- Born: Nemani Parthasarathy 24 September 1974 (age 51) Kakinada, East Godavari district
- Origin: Andhra Pradesh, India
- Genres: Playback singing
- Occupations: Singer, music director
- Years active: 1997–present
- Website: parthu.co.in

= Parthu =

Parthasarathy Nemani (born 24 September 1974), popularly known as Parthu, is an Indian Telugu playback singer in Tollywood with rich classical music background. Parthu has rendered more than 100 film songs and sung more than 2000 private songs in Telugu, Tamil, Hindi, and Kannada. Parthu is one of the very few Telugu playback singers who has performed internationally.

Parthu debuted as music director with a recent Telugu film and has also composed music for several fusion, devotional albums.

==Early life==
Parthasarathy Nemani (Parthu) was born in 1974 in a traditional Telugu family in Kakinada, East Godavari District, Andhra Pradesh, India.

Parthu began learning Carnatic classical music at the age of five and had his initial training from Smt.Srilakshmi and advanced training from Neti Sriram Sarma. He had his entire schooling in Kakinada and subsequently graduated from Vasavi College of Engineering in Mechanical Engineering.

==Achievements==
Parthu won numerous awards in more than 400 competitions at various levels in the fields of Carnatic classical, light music and film music. Some of his major accomplishments include:

- National Level Award in All India Radio Competitions in 1992
- First prize in the South Zone Inter-University competitions-Mangalore in 1993
- First prize at National Level in Inter-University competitions at Benares Hindu University, Varanasi in 1994
- Winner of first Mega final of Padutha theeyaga, the first singing reality show in Andhra Pradesh which was aired on ETV and conducted by renowned playback singer, Sri S P Balasubrahmanyam in 1996.

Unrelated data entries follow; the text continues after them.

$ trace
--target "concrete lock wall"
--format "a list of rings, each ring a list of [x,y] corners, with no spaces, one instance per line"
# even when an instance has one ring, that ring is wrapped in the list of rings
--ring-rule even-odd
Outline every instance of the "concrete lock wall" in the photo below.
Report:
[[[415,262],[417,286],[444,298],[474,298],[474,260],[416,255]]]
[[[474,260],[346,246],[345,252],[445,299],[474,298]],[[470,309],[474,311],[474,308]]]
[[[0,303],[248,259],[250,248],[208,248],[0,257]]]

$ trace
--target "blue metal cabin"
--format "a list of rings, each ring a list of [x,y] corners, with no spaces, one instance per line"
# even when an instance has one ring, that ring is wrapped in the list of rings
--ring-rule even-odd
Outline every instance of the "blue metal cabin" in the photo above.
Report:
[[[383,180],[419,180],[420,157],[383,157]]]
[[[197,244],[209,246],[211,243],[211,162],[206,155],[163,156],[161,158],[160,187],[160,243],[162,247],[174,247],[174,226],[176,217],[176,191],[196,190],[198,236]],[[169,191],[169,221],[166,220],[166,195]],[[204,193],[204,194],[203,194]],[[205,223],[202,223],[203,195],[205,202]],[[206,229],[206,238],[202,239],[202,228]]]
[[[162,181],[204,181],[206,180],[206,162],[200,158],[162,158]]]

===Cinematic achievements===
- Parthu recorded his first film song for music director, Koti for the film Kalyana Prapthirasthu, directed by Sri Dasari Narayanarao in 1997. Parthu worked as an associate to the lead music director Sri Mani Sarma, for more than 50 films. Parthu has performed playback singing for a majority of leading movie actors as Chiranjeevi, Venkatesh, Kamal Hasan, Srikanth, Jagapathi Babu and so on in about 90 films.

==Concerts==
Parthu has more than 500 stage performances to his credit in India and abroad. Parthu is one of the very few playback singers to perform in all five continents including in the US, UK, Australia, Kuwait, and is the first Telugu playback singer to perform in Botswana and Nigeria. Parthu gave performances together with other renowned singers like S P Balasubrahmanyam, Smt. S. Janaki, Mano and Smt. Chitra.

==Albums and musical direction==
Parthu sang more than 2000 private songs which include devotional songs, folk music, light music and songs for television serials.

Parthu composed two songs "Kudikannu Adirene" and "Kanna Velugantha" for Kalatapaswi Sri K. Viswanath's movie Swarabhishekam. The film won the National Award for Music. Parthu debuted as music director with the movie Nandeeswarudu in 2012. Parthu composed music for several devotional, fusion and remix albums.

Parthu has established a sophisticated recording studio "Keerthana Digital" in Hyderabad in the year 2001.

==Charity==
Parthu, with the help of some friends established the Lotus Foundation, a non-profit organisation to support the educational needs of 'Economically Backward Brilliant Students' in 2009. It has been supporting a number of students in Engineering and Medicine many of whom have successfully completed their studies and got employed upon graduation.